Speaking before the House committee on ways and means on April 8, DBM Secretary Rolando Toledo emphasized the need for disciplined and targeted fiscal action amid rising fuel costs.
“As far as our response to this crisis is concerned, we have around P238 billion from available appropriations – from the 2026 GAA (General Appropriations Act), and both automatic and continuing appropriations,” Toledo said. “The government’s priority is to ensure that every peso is directed to sectors most affected.”
The funding pool – sourced from the 2026 General Appropriations Act, continuing appropriations and automatic appropriations – will support key interventions, including fuel subsidies for the transport sector, assistance to farmers and fisherfolk, health care support and other targeted social protection programs.
Among the initial measures already underway are P2.5 billion in fuel subsidies for transport operators and an additional P1 billion for service contracting.

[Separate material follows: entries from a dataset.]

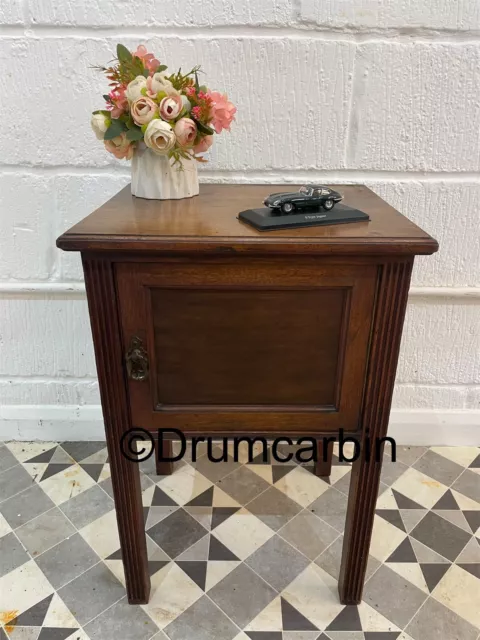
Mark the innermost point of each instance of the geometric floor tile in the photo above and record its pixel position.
(239, 551)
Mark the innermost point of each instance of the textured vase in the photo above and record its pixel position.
(154, 177)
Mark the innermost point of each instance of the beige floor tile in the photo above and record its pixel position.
(302, 486)
(421, 488)
(459, 591)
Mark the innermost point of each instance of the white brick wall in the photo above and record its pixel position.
(382, 92)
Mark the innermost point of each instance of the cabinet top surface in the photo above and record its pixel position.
(208, 222)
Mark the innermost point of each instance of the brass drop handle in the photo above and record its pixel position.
(137, 360)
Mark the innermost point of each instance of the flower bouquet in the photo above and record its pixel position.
(163, 123)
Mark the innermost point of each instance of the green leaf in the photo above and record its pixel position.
(204, 128)
(123, 54)
(115, 129)
(135, 133)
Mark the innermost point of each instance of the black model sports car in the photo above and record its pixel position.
(307, 197)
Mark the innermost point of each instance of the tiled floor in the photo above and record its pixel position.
(237, 551)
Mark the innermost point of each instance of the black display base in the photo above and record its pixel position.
(268, 219)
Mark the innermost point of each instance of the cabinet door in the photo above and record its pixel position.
(247, 346)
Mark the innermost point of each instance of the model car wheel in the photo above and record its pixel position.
(287, 207)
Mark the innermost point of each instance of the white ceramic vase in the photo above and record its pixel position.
(154, 177)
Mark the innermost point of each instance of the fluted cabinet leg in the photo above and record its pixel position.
(100, 285)
(392, 292)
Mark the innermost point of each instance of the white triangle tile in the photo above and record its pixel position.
(147, 496)
(461, 455)
(372, 620)
(302, 486)
(270, 619)
(412, 572)
(411, 517)
(455, 517)
(184, 484)
(314, 594)
(172, 592)
(465, 504)
(262, 470)
(387, 500)
(198, 551)
(58, 614)
(338, 472)
(217, 570)
(23, 451)
(4, 526)
(100, 457)
(36, 470)
(385, 539)
(470, 554)
(419, 487)
(222, 499)
(425, 555)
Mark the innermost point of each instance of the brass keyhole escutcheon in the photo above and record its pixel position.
(137, 360)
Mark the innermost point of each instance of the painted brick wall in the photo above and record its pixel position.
(382, 92)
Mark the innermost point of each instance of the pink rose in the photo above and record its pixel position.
(143, 110)
(222, 112)
(186, 132)
(171, 107)
(120, 147)
(203, 145)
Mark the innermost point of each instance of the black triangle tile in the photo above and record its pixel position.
(161, 499)
(403, 553)
(279, 471)
(393, 517)
(46, 456)
(433, 573)
(259, 459)
(473, 568)
(220, 514)
(55, 633)
(156, 565)
(196, 570)
(293, 620)
(476, 463)
(446, 502)
(34, 616)
(218, 551)
(93, 470)
(473, 519)
(405, 503)
(347, 620)
(53, 469)
(205, 499)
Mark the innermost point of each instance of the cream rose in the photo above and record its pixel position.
(120, 146)
(100, 124)
(170, 107)
(159, 137)
(160, 82)
(134, 88)
(143, 110)
(186, 132)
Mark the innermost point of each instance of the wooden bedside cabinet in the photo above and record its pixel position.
(203, 324)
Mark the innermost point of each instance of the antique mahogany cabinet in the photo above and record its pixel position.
(203, 324)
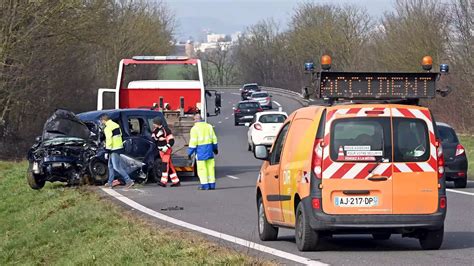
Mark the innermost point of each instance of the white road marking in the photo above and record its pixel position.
(232, 239)
(460, 192)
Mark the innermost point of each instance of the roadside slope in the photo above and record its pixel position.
(60, 225)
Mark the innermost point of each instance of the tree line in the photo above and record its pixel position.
(397, 41)
(57, 53)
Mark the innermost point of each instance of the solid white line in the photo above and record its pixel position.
(460, 192)
(232, 239)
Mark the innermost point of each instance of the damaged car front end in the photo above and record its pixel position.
(64, 151)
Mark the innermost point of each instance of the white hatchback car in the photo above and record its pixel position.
(264, 128)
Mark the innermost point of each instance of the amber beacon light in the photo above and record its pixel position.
(427, 63)
(326, 62)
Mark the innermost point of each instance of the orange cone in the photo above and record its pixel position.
(340, 154)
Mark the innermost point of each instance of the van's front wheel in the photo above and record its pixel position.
(432, 240)
(306, 238)
(266, 231)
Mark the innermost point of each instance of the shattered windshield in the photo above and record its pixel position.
(64, 141)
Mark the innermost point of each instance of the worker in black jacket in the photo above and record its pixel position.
(164, 141)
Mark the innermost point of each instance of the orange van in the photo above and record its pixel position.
(360, 168)
(367, 161)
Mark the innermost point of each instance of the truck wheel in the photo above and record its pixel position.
(35, 181)
(381, 236)
(460, 183)
(306, 238)
(266, 231)
(432, 240)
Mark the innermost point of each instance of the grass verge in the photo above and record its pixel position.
(64, 226)
(468, 143)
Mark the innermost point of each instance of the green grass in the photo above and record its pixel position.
(68, 226)
(468, 143)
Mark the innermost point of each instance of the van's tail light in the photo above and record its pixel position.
(442, 202)
(316, 203)
(257, 126)
(439, 151)
(460, 150)
(317, 162)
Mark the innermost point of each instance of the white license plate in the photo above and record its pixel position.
(365, 201)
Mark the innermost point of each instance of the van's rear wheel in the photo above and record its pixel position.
(432, 240)
(306, 238)
(266, 231)
(381, 236)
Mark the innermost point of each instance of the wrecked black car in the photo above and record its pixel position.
(64, 151)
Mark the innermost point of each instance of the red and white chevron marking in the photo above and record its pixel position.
(351, 170)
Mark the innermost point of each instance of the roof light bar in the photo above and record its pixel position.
(159, 58)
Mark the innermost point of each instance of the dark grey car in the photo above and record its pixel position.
(456, 164)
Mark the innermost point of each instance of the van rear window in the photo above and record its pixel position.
(361, 139)
(411, 140)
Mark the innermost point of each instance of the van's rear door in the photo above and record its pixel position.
(357, 165)
(415, 177)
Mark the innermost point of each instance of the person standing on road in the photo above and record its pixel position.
(203, 143)
(114, 147)
(165, 141)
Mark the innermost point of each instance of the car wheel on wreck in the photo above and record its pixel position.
(98, 170)
(34, 180)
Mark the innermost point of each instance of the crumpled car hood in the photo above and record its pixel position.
(64, 123)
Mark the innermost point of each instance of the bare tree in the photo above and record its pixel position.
(219, 64)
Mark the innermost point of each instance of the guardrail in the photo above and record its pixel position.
(278, 91)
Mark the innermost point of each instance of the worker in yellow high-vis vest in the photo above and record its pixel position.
(114, 147)
(203, 143)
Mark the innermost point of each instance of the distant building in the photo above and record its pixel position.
(189, 49)
(236, 36)
(214, 38)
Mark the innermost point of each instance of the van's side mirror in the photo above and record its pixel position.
(261, 152)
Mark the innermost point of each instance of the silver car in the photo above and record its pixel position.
(263, 97)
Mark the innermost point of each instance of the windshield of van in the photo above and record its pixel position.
(361, 139)
(447, 135)
(411, 140)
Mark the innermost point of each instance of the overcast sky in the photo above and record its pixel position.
(228, 16)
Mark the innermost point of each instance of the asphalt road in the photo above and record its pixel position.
(231, 209)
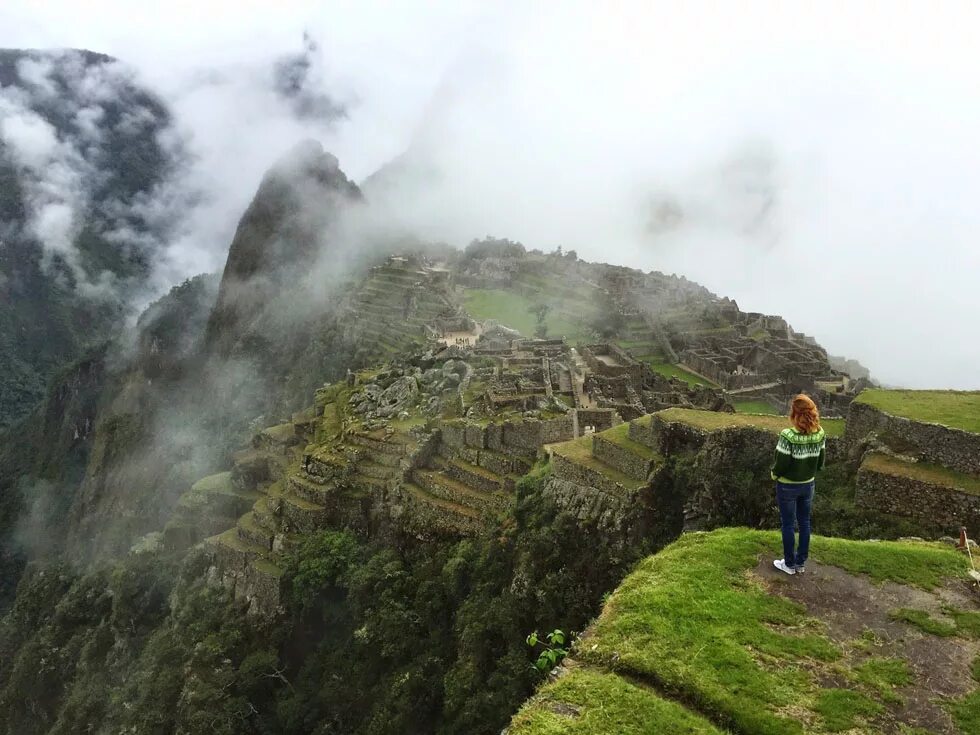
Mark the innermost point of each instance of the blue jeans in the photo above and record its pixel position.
(794, 508)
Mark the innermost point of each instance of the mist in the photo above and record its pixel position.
(816, 163)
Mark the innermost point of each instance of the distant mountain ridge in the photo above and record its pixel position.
(79, 158)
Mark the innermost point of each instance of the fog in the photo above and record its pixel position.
(818, 163)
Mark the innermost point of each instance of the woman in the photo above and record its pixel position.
(800, 454)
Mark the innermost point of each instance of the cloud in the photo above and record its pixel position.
(813, 161)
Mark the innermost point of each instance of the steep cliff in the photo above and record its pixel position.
(79, 152)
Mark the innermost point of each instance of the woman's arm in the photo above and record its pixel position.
(783, 459)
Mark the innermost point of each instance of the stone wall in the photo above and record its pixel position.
(631, 465)
(935, 505)
(513, 437)
(600, 418)
(952, 448)
(627, 365)
(579, 474)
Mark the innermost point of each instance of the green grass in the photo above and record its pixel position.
(514, 310)
(883, 675)
(586, 702)
(966, 712)
(842, 709)
(917, 564)
(712, 421)
(619, 435)
(956, 409)
(676, 371)
(692, 620)
(923, 471)
(763, 407)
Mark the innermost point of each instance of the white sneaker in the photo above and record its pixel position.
(781, 566)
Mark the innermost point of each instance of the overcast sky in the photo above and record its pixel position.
(813, 160)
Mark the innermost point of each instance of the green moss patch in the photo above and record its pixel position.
(966, 712)
(843, 709)
(713, 421)
(922, 471)
(956, 409)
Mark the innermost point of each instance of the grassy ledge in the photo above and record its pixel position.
(695, 627)
(955, 409)
(588, 702)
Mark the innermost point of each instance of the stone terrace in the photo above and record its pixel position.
(913, 465)
(395, 304)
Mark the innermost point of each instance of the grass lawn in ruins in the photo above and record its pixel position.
(711, 420)
(669, 370)
(956, 409)
(514, 310)
(694, 620)
(762, 407)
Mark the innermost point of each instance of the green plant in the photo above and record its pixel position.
(553, 650)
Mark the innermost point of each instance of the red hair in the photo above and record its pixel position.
(804, 415)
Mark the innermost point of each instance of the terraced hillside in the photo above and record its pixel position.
(921, 454)
(389, 310)
(704, 637)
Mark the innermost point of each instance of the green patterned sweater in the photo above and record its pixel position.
(799, 456)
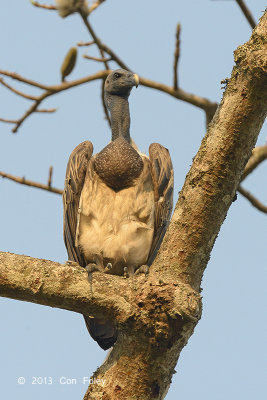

Toledo underscored that government support will remain focused and deliberate.
“In times like this, targeted subsidies are the most prudent approach – ensuring that limited resources reach those who need them most, without compromising fiscal stability,” he said.
Support is also being extended through repatriation programs of the Department of Migrant Workers, including assistance provided through the Overseas Workers Welfare Administration, alongside employment support under the Department of Labor and Employment’s TUPAD program, as well as the Presidential Assistance to Farmers and Fisherfolks of the Department of Agriculture.
At the same time, the DBM is implementing strict efficiency measures across national government agencies by reducing non-essential Maintenance and Other Operating Expenses (MOOE). These include limiting official travel to essential activities, maximizing virtual engagements, strengthening energy conservation efforts and streamlining operational expenditures.
These measures are expected to generate savings ranging from P12.8 billion to P25.6 billion from March to December 2026, depending on the level of compliance across agencies.
Toledo gave assurance that essential and frontline services, including education, health and social protection, will remain fully protected and exempt from the reductions.
“The instruction of President Marcos is to protect the Filipino people first. Even as we tighten spending, we will ensure that critical services remain uninterrupted and that assistance reaches those who need it most,” he said.
The DBM continues to work closely with implementing agencies to ensure the timely and effective delivery of interventions, reinforcing the government’s commitment to cushion the impact of rising global oil prices on Filipino households.